Thymosin Alpha-1 molecular structure
Thymosin Alpha-1 molecular structure
Approved
🛡️Immune Support

Thymosin Alpha-1

Also known as: Tα1, Ta1, Thymalfasin, Zadaxin, Thymosin Alpha 1

MW

3108.27 Da

Formula

C129H215N33O55

CAS

62304-98-7

Routes

2 routes

Thymosin Alpha-1 (Tα1) is a 28-amino acid peptide naturally produced by the thymus gland that plays a fundamental role in immune system maturation and function. First isolated and characterized by Dr. Allan Goldstein at the George Washington University in the 1970s, it was identified as the primary immunomodulatory component of thymosin fraction 5 — a partially purified thymic extract. The synthetic version, thymalfasin (marketed as Zadaxin), is approved in over 35 countries for treatment of hepatitis B, hepatitis C, and as an immune adjuvant in cancer therapy and vaccination. It represents one of the most clinically validated immunomodulatory peptides, with over 4,400 patients treated in clinical trials and decades of post-marketing safety data. Thymosin Alpha-1 acts as a biological response modifier that enhances both innate and adaptive immune function. Its unique mechanism enables immune restoration without excessive stimulation — it upregulates immune function when suppressed and does not cause hyperactivation in healthy immune systems, making it fundamentally different from immunostimulants.

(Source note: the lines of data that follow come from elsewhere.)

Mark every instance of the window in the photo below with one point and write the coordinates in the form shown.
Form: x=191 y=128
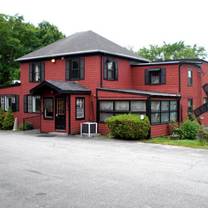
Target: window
x=48 y=108
x=164 y=111
x=80 y=108
x=190 y=106
x=190 y=77
x=205 y=100
x=110 y=69
x=36 y=72
x=9 y=102
x=31 y=104
x=109 y=108
x=155 y=76
x=75 y=69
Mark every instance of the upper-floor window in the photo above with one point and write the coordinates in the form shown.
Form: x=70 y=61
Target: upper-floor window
x=190 y=106
x=110 y=69
x=9 y=102
x=155 y=76
x=190 y=77
x=36 y=72
x=31 y=104
x=75 y=68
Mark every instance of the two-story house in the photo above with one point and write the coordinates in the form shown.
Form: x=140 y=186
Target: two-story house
x=86 y=77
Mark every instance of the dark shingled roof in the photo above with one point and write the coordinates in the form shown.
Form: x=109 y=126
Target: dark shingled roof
x=81 y=43
x=141 y=92
x=60 y=87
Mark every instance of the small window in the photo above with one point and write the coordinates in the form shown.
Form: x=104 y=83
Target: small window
x=110 y=69
x=205 y=100
x=36 y=72
x=122 y=106
x=9 y=102
x=155 y=76
x=190 y=77
x=31 y=104
x=48 y=108
x=190 y=106
x=75 y=68
x=80 y=108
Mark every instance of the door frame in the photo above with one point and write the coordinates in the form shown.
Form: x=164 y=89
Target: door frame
x=56 y=97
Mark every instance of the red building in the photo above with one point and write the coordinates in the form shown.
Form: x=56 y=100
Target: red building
x=86 y=77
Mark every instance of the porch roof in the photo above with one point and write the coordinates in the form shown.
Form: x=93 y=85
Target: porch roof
x=60 y=87
x=141 y=92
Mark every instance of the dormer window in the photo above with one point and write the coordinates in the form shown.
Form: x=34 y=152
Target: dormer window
x=75 y=69
x=110 y=69
x=155 y=76
x=36 y=72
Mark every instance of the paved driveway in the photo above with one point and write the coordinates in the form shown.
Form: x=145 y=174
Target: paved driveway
x=66 y=172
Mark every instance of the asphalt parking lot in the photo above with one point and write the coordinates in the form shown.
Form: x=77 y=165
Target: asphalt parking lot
x=40 y=171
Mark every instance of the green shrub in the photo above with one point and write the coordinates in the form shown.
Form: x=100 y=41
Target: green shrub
x=203 y=136
x=8 y=120
x=188 y=129
x=128 y=126
x=1 y=118
x=172 y=127
x=26 y=126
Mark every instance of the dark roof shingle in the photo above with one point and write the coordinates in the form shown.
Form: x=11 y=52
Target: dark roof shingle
x=81 y=43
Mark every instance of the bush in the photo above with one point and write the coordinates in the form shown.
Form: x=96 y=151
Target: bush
x=8 y=120
x=203 y=136
x=172 y=127
x=188 y=130
x=26 y=126
x=128 y=126
x=1 y=117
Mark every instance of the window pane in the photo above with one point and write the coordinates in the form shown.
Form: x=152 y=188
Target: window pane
x=122 y=106
x=173 y=116
x=104 y=116
x=165 y=106
x=80 y=108
x=155 y=118
x=155 y=106
x=155 y=77
x=164 y=117
x=173 y=105
x=138 y=106
x=106 y=105
x=48 y=107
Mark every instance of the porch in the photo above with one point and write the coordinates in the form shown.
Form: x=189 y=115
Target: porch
x=64 y=105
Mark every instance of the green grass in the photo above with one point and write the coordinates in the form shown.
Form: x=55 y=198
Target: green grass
x=184 y=143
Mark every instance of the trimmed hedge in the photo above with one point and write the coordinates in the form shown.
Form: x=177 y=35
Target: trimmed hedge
x=128 y=126
x=188 y=129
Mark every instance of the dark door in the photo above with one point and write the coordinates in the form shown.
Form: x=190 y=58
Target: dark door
x=60 y=121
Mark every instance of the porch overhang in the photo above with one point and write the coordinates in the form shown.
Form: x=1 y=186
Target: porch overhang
x=61 y=87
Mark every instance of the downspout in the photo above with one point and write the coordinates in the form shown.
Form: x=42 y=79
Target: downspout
x=179 y=91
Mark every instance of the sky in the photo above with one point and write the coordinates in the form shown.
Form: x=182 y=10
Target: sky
x=130 y=23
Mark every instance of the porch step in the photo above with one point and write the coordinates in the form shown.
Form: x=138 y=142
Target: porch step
x=56 y=133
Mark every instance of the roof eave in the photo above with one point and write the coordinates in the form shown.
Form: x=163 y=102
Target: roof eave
x=81 y=52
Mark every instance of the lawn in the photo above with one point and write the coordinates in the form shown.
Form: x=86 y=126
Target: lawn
x=185 y=142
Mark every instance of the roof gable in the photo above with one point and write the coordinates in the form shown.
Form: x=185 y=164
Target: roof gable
x=81 y=43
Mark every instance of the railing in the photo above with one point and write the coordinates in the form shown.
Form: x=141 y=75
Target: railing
x=32 y=122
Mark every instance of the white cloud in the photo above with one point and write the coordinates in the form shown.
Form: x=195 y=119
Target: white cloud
x=134 y=23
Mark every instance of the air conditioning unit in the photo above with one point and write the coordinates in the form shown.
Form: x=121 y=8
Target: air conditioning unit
x=88 y=129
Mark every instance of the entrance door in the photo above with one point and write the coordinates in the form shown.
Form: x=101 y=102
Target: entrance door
x=60 y=121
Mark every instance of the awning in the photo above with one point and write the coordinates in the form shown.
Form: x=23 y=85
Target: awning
x=61 y=87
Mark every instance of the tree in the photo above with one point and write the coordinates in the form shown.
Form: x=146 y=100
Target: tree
x=178 y=50
x=17 y=38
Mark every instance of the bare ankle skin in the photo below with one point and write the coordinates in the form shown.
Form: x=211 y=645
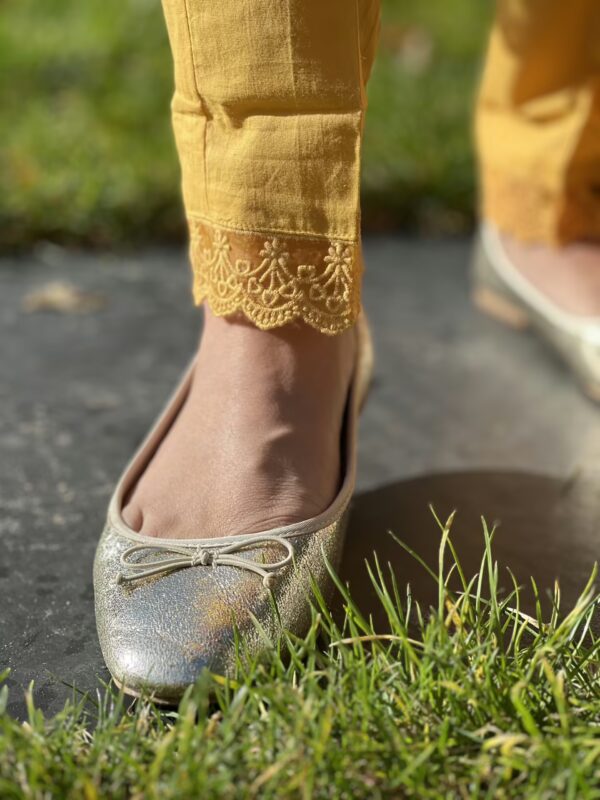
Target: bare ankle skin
x=569 y=275
x=257 y=443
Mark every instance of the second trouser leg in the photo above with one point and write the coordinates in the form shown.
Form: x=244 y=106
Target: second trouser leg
x=538 y=120
x=268 y=114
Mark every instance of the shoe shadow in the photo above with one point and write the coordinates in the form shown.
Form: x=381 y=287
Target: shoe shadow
x=548 y=529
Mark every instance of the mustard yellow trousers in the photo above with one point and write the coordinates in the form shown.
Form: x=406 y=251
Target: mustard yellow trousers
x=268 y=114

Research Use OnlyFor educational and research purposes only

Research Applications

Chronic Hepatitis B and C

Tα1 (Zadaxin) is approved in over 35 countries for chronic hepatitis B treatment, typically combined with interferon or nucleos(t)ide analogs. Clinical trials show enhanced viral clearance rates and improved seroconversion. For hepatitis C, it enhances interferon-based therapy response rates.

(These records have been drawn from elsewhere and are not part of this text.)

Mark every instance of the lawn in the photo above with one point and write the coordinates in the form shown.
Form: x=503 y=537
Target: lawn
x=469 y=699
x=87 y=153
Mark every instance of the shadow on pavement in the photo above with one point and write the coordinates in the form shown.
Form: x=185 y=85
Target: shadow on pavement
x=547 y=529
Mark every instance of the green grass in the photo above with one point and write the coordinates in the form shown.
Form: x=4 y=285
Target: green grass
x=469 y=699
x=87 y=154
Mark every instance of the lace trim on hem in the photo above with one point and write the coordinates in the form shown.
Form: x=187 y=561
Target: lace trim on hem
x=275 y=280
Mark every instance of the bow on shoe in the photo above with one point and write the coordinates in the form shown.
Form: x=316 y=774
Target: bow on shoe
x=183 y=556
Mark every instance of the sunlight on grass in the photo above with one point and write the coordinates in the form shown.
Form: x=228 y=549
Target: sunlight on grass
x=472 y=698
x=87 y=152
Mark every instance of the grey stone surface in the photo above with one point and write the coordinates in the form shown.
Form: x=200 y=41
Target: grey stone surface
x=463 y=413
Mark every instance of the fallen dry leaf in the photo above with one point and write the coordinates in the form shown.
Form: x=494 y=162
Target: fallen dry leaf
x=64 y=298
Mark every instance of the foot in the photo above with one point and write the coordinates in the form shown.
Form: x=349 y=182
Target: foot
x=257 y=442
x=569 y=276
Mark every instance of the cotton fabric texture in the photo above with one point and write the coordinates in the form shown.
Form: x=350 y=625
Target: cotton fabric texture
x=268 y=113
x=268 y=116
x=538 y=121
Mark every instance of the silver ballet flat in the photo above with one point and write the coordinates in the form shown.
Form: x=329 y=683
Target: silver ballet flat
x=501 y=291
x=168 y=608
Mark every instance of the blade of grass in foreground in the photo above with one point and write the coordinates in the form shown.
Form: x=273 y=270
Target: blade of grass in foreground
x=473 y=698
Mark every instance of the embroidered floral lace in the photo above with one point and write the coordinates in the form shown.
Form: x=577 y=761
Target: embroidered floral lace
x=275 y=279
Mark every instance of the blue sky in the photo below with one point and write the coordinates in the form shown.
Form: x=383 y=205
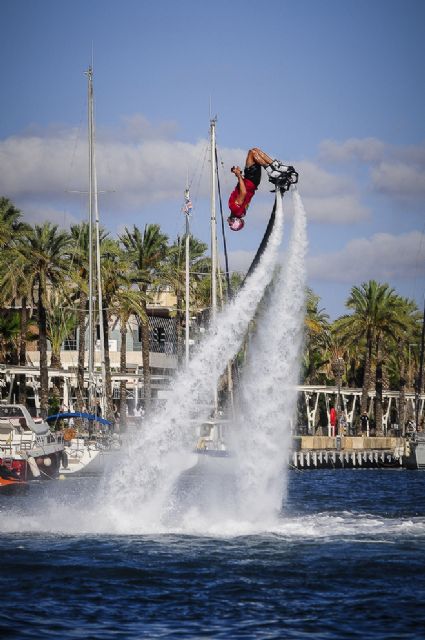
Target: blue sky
x=336 y=87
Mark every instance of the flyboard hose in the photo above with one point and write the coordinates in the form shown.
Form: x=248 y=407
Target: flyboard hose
x=287 y=178
x=226 y=258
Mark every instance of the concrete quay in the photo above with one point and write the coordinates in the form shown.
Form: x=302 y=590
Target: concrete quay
x=324 y=452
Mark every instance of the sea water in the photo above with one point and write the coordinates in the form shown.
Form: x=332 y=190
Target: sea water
x=345 y=559
x=161 y=548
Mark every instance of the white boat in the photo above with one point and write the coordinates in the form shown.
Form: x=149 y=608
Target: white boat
x=27 y=446
x=89 y=457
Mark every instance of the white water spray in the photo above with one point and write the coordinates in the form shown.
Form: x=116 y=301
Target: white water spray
x=141 y=489
x=269 y=386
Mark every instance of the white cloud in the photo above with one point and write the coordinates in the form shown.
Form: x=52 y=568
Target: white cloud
x=140 y=164
x=399 y=179
x=367 y=150
x=342 y=209
x=398 y=172
x=63 y=219
x=382 y=257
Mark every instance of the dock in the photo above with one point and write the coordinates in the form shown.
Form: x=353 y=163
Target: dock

Cancer Immunotherapy Adjuvant

Tα1 is used as an immune adjuvant alongside chemotherapy, radiation, and checkpoint inhibitor therapy. Clinical studies in hepatocellular carcinoma, melanoma, non-small cell lung cancer, and breast cancer demonstrate improved immune reconstitution, enhanced anti-tumor immunity, and improved survival when combined with standard oncologic treatments.

Vaccine Enhancement

Tα1 is approved in several countries as a vaccine adjuvant, enhancing immune response to influenza, hepatitis B, and other vaccines. It is particularly effective in elderly and immunocompromised populations who normally have suboptimal vaccine responses.

Immunodeficiency States

Research demonstrates Tα1 restores immune function in HIV/AIDS (increases CD4+ counts), post-chemotherapy immunosuppression, transplant recipients, and age-related immunosenescence. It is used clinically as an immune restorative agent.

Sepsis and Critical Care

Clinical studies show Tα1 reduces mortality in severe sepsis by restoring immune function and preventing immunoparalysis. It enhances pathogen clearance and reduces secondary infection rates in ICU patients.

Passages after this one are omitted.